Figure 1 : Dick Higgins, Scheme-Graphic intermedia, 1995
(Archives Fondation Bonotto)
This is how a new version of Higgins' initial scheme was born, which was published in Klaus Peter Dencker's book, Optische Poesie, De Gruyter, Berlin / New York 2010, p. 39-41).
It is clear that in the new version the emphasis is on the fact that new technologies (computing and digital texture) have contributed to the fields of poetry and art. In this perspective, visual poetry (see Figures 1-3) is placed in the tendencies and currents that cross both the entire field of art and the discourses on the destiny and the subsistence of this one.

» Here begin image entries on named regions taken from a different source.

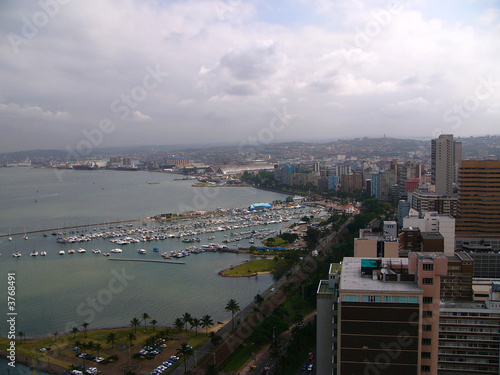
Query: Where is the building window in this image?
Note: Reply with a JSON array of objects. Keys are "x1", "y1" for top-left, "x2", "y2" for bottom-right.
[
  {"x1": 363, "y1": 296, "x2": 382, "y2": 302},
  {"x1": 423, "y1": 263, "x2": 434, "y2": 271},
  {"x1": 342, "y1": 294, "x2": 359, "y2": 302}
]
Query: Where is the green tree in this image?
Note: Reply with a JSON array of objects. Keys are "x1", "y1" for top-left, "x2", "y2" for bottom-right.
[
  {"x1": 205, "y1": 363, "x2": 219, "y2": 375},
  {"x1": 142, "y1": 313, "x2": 150, "y2": 332},
  {"x1": 189, "y1": 318, "x2": 201, "y2": 336},
  {"x1": 226, "y1": 298, "x2": 240, "y2": 328},
  {"x1": 130, "y1": 318, "x2": 141, "y2": 333},
  {"x1": 81, "y1": 322, "x2": 90, "y2": 338},
  {"x1": 305, "y1": 227, "x2": 320, "y2": 250},
  {"x1": 127, "y1": 332, "x2": 135, "y2": 346},
  {"x1": 174, "y1": 318, "x2": 184, "y2": 332},
  {"x1": 201, "y1": 315, "x2": 214, "y2": 335},
  {"x1": 106, "y1": 332, "x2": 116, "y2": 348},
  {"x1": 208, "y1": 332, "x2": 222, "y2": 346},
  {"x1": 253, "y1": 294, "x2": 264, "y2": 306},
  {"x1": 71, "y1": 327, "x2": 80, "y2": 340},
  {"x1": 182, "y1": 313, "x2": 193, "y2": 331},
  {"x1": 149, "y1": 319, "x2": 158, "y2": 331},
  {"x1": 178, "y1": 342, "x2": 193, "y2": 373},
  {"x1": 94, "y1": 342, "x2": 102, "y2": 357}
]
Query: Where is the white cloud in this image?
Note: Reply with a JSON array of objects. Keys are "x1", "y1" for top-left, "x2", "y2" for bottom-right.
[{"x1": 0, "y1": 0, "x2": 500, "y2": 150}]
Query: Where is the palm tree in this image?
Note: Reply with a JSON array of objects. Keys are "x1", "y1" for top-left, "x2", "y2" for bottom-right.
[
  {"x1": 226, "y1": 298, "x2": 240, "y2": 328},
  {"x1": 142, "y1": 313, "x2": 150, "y2": 332},
  {"x1": 128, "y1": 332, "x2": 135, "y2": 346},
  {"x1": 205, "y1": 363, "x2": 219, "y2": 375},
  {"x1": 75, "y1": 340, "x2": 82, "y2": 351},
  {"x1": 94, "y1": 342, "x2": 102, "y2": 357},
  {"x1": 174, "y1": 318, "x2": 184, "y2": 332},
  {"x1": 106, "y1": 332, "x2": 116, "y2": 348},
  {"x1": 201, "y1": 315, "x2": 214, "y2": 335},
  {"x1": 81, "y1": 322, "x2": 90, "y2": 338},
  {"x1": 189, "y1": 318, "x2": 201, "y2": 336},
  {"x1": 149, "y1": 319, "x2": 158, "y2": 331},
  {"x1": 71, "y1": 327, "x2": 79, "y2": 341},
  {"x1": 178, "y1": 343, "x2": 193, "y2": 373},
  {"x1": 253, "y1": 294, "x2": 264, "y2": 306},
  {"x1": 182, "y1": 313, "x2": 193, "y2": 331},
  {"x1": 208, "y1": 332, "x2": 222, "y2": 346},
  {"x1": 130, "y1": 318, "x2": 141, "y2": 333}
]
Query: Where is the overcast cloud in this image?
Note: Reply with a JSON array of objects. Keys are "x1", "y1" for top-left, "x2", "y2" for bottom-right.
[{"x1": 0, "y1": 0, "x2": 500, "y2": 152}]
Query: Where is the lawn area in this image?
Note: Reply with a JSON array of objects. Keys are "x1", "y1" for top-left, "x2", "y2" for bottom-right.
[
  {"x1": 224, "y1": 259, "x2": 275, "y2": 276},
  {"x1": 219, "y1": 344, "x2": 259, "y2": 374}
]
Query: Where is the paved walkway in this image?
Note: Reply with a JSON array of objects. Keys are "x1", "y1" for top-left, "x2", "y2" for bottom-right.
[{"x1": 238, "y1": 344, "x2": 271, "y2": 375}]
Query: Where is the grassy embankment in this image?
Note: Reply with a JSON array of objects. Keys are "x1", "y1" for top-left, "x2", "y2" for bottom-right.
[{"x1": 223, "y1": 259, "x2": 276, "y2": 276}]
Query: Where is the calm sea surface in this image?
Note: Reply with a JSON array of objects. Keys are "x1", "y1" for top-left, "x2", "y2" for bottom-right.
[{"x1": 0, "y1": 167, "x2": 285, "y2": 338}]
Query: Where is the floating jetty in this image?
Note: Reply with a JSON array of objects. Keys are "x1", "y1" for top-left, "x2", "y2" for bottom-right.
[{"x1": 108, "y1": 258, "x2": 186, "y2": 264}]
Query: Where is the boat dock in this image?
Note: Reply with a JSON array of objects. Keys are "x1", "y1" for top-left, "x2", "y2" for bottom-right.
[
  {"x1": 0, "y1": 219, "x2": 151, "y2": 237},
  {"x1": 108, "y1": 258, "x2": 186, "y2": 264}
]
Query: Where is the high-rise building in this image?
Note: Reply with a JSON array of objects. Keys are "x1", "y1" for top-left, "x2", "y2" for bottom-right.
[
  {"x1": 456, "y1": 160, "x2": 500, "y2": 250},
  {"x1": 411, "y1": 190, "x2": 458, "y2": 217},
  {"x1": 316, "y1": 253, "x2": 448, "y2": 375},
  {"x1": 438, "y1": 283, "x2": 500, "y2": 375},
  {"x1": 403, "y1": 209, "x2": 455, "y2": 255},
  {"x1": 431, "y1": 134, "x2": 462, "y2": 194}
]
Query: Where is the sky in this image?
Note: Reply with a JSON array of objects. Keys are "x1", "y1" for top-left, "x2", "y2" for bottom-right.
[{"x1": 0, "y1": 0, "x2": 500, "y2": 156}]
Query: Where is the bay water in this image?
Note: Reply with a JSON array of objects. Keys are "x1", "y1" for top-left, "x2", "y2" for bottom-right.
[{"x1": 0, "y1": 167, "x2": 286, "y2": 338}]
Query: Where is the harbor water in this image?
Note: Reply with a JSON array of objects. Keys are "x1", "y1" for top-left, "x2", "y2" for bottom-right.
[{"x1": 0, "y1": 168, "x2": 292, "y2": 338}]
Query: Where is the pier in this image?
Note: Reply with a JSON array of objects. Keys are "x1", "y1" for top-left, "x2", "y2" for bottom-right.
[
  {"x1": 0, "y1": 219, "x2": 148, "y2": 238},
  {"x1": 108, "y1": 258, "x2": 186, "y2": 264}
]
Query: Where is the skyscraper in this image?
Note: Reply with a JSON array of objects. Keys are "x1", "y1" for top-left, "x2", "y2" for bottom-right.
[
  {"x1": 456, "y1": 160, "x2": 500, "y2": 249},
  {"x1": 431, "y1": 134, "x2": 462, "y2": 194}
]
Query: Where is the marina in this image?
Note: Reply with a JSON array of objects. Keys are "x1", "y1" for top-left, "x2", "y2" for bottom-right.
[
  {"x1": 108, "y1": 258, "x2": 186, "y2": 264},
  {"x1": 0, "y1": 168, "x2": 308, "y2": 338}
]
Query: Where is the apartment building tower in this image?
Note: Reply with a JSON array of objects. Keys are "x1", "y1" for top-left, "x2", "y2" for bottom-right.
[{"x1": 431, "y1": 134, "x2": 462, "y2": 194}]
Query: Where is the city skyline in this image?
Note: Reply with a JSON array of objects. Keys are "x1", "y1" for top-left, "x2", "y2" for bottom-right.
[{"x1": 0, "y1": 0, "x2": 500, "y2": 156}]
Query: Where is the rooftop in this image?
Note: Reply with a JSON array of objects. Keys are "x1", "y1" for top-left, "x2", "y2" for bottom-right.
[
  {"x1": 409, "y1": 251, "x2": 446, "y2": 261},
  {"x1": 340, "y1": 257, "x2": 423, "y2": 294}
]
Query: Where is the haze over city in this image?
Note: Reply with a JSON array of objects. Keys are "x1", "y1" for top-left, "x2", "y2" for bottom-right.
[{"x1": 0, "y1": 0, "x2": 500, "y2": 152}]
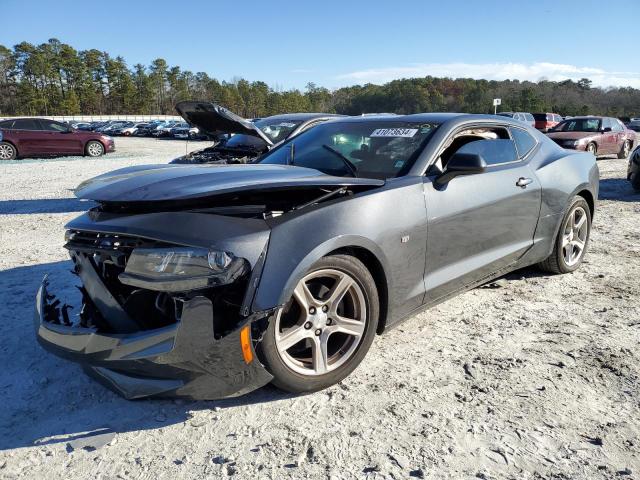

If we call the latest version of figure 3 the “expanded Higgins diagram”, then it could be seen as a tool, a conceptual framework for understanding and evaluating the practices adopted by poets/artists, without that meaning that the schema predetermines their choice or that it has any normative power, which implies that it is absolutely necessary to do a thorough second reading of the works of the poets/artists in order to determine the specific tactics or "manoeuvres" to which the poet-artist has recourse each time to carry out his work.
Figure 2 : Demosthenes Agrafiotis, Scheme-Graphic intermedia, 2003
(Book by Klaus Peter Dencker)
3. Movements, demarcations
But how can we define visual poetry today? What has she kept from her past (recent and distant)? How has it adapted to the demands of our time? And what prospects do they open up in the near future? How can the Higgins scheme (Figure 3) help answer the questions above?
According to Dick Higgins' scheme (in the version completed by D. Agrafiotis (see http://dagrafiotis.com/?cat=170&paged=2), visual poetry is situated in an intermedia universe in constant interaction with various artistic practices ( see Figure 3. Structurally (according to the same graph) no change is visible today but in terms of intensity and scale of interactions it is clear that those linked to scientific and technological innovations have increased sharply, as new technologies and related artistic processes gain dominance, they influence visual poetry all the more.
Figure 3: Diagram-scheme by Dick Higgins with additions by Demosthenes Agrafiotis
(D. Agrafiotis, “Cultural Poetics”, Ed. Erato, Athens, 2012, pp. 104-111).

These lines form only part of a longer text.